Evolutionary implications of a magnetar interpretation for GLEAM-X J162759.5–523504.3

• Published in: Monthly notices of the Royal Astronomical Society Vol. 520; no. 1; pp. 1590 - 1600
• Main Authors: Suvorov, Arthur G, Melatos, Andrew
• Format: Journal Article
• Language: English
• Published: Oxford University Press 28.01.2023
• Subjects: pulsars: GLEAM-X J162759.5–523504.3; stars: magnetars; magnetic fields
• ISSN: 0035-8711; 1365-2966
• DOI: 10.1093/mnras/stad274

ABSTRACT The radio pulsar GLEAM-X J162759.5–523504.3 has an extremely long spin period ($P = 1091.17\, \mbox{s}$), and yet seemingly continues to spin-down rapidly ($\dot{P} < 1.2 \times 10^{-9}\, \mbox{ss}^{-1}$). The magnetic field strength that is implied, if the source is a neutron star undergoing magnetic dipole braking, could exceed $10^{16}\, \mbox{G}$. This object may therefore be the most magnetized neutron star observed to date.

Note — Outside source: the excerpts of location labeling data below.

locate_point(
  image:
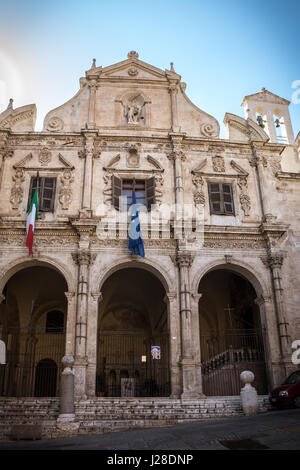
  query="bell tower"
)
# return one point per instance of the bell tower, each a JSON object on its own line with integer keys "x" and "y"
{"x": 271, "y": 112}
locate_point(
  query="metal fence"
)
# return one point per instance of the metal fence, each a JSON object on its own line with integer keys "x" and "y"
{"x": 33, "y": 363}
{"x": 127, "y": 368}
{"x": 224, "y": 356}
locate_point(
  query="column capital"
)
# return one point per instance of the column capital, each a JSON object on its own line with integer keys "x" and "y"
{"x": 196, "y": 296}
{"x": 184, "y": 259}
{"x": 69, "y": 296}
{"x": 84, "y": 257}
{"x": 170, "y": 297}
{"x": 97, "y": 296}
{"x": 273, "y": 260}
{"x": 262, "y": 300}
{"x": 6, "y": 153}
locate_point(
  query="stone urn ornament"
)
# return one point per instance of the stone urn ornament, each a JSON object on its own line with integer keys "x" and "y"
{"x": 249, "y": 396}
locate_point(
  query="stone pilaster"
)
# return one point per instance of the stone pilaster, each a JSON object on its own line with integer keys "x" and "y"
{"x": 71, "y": 322}
{"x": 173, "y": 89}
{"x": 175, "y": 343}
{"x": 189, "y": 372}
{"x": 83, "y": 258}
{"x": 88, "y": 154}
{"x": 94, "y": 299}
{"x": 274, "y": 262}
{"x": 92, "y": 102}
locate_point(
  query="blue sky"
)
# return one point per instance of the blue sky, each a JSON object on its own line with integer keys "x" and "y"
{"x": 223, "y": 50}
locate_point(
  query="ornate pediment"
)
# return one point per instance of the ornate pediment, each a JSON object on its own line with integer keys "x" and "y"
{"x": 131, "y": 69}
{"x": 242, "y": 129}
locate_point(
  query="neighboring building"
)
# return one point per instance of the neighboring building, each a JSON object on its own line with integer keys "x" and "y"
{"x": 213, "y": 308}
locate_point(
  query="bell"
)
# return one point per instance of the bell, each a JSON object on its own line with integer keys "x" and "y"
{"x": 260, "y": 121}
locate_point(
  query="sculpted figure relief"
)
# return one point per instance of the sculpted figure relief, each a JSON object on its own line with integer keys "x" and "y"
{"x": 133, "y": 110}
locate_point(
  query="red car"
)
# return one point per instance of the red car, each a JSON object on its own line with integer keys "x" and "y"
{"x": 288, "y": 393}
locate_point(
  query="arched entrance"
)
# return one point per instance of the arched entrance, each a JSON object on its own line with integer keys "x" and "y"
{"x": 231, "y": 334}
{"x": 32, "y": 326}
{"x": 133, "y": 336}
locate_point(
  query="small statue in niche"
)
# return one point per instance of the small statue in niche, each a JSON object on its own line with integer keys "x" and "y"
{"x": 134, "y": 110}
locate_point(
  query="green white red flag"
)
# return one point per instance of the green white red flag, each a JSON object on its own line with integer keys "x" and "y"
{"x": 31, "y": 218}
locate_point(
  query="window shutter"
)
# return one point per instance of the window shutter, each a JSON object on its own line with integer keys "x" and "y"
{"x": 214, "y": 198}
{"x": 47, "y": 194}
{"x": 227, "y": 198}
{"x": 116, "y": 191}
{"x": 31, "y": 191}
{"x": 150, "y": 192}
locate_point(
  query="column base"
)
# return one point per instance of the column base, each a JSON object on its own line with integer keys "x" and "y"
{"x": 66, "y": 418}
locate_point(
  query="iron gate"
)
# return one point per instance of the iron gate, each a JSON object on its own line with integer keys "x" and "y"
{"x": 127, "y": 368}
{"x": 225, "y": 355}
{"x": 33, "y": 363}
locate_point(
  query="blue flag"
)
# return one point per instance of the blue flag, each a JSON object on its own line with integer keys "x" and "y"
{"x": 135, "y": 244}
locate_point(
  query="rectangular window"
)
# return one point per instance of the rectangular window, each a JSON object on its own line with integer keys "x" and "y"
{"x": 221, "y": 198}
{"x": 46, "y": 193}
{"x": 137, "y": 186}
{"x": 144, "y": 191}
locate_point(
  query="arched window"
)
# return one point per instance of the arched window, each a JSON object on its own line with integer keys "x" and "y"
{"x": 55, "y": 322}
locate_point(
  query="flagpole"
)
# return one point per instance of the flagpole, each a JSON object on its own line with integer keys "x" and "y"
{"x": 37, "y": 184}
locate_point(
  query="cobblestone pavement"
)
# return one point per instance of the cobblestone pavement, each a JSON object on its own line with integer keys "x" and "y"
{"x": 270, "y": 430}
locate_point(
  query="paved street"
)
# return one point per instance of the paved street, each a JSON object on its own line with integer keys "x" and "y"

In this paper, a critical analysis of a magnetar interpretation for the source is provided. (i) A minimum polar magnetic field strength of $B \sim 5 \times 10^{15}\, \mbox{G}$ appears to be necessary for the star to activate as a radio pulsar, based on conventional ‘death valley’ assumptions. (ii) Back-extrapolation from magnetic braking and Hall–plastic–Ohm decay suggests that a large angularize momentum reservoir was available at birth to support intense field amplification. (iii) The observational absence of X-rays constrains the star’s field strength and age, as the competition between heating from field decay and Urca cooling implies a surface luminosity as a function of time. If the object is an isolated, young ($\sim 10\, \mbox{kyr}$) magnetar with a present-day field strength of $B \gtrsim 10^{16}\, \mbox{G}$, the upper limit ($\approx 10^{30}\, \mbox{erg s}^{-1}$) set on its thermal luminosity suggests it is cooling via a direct Urca mechanism.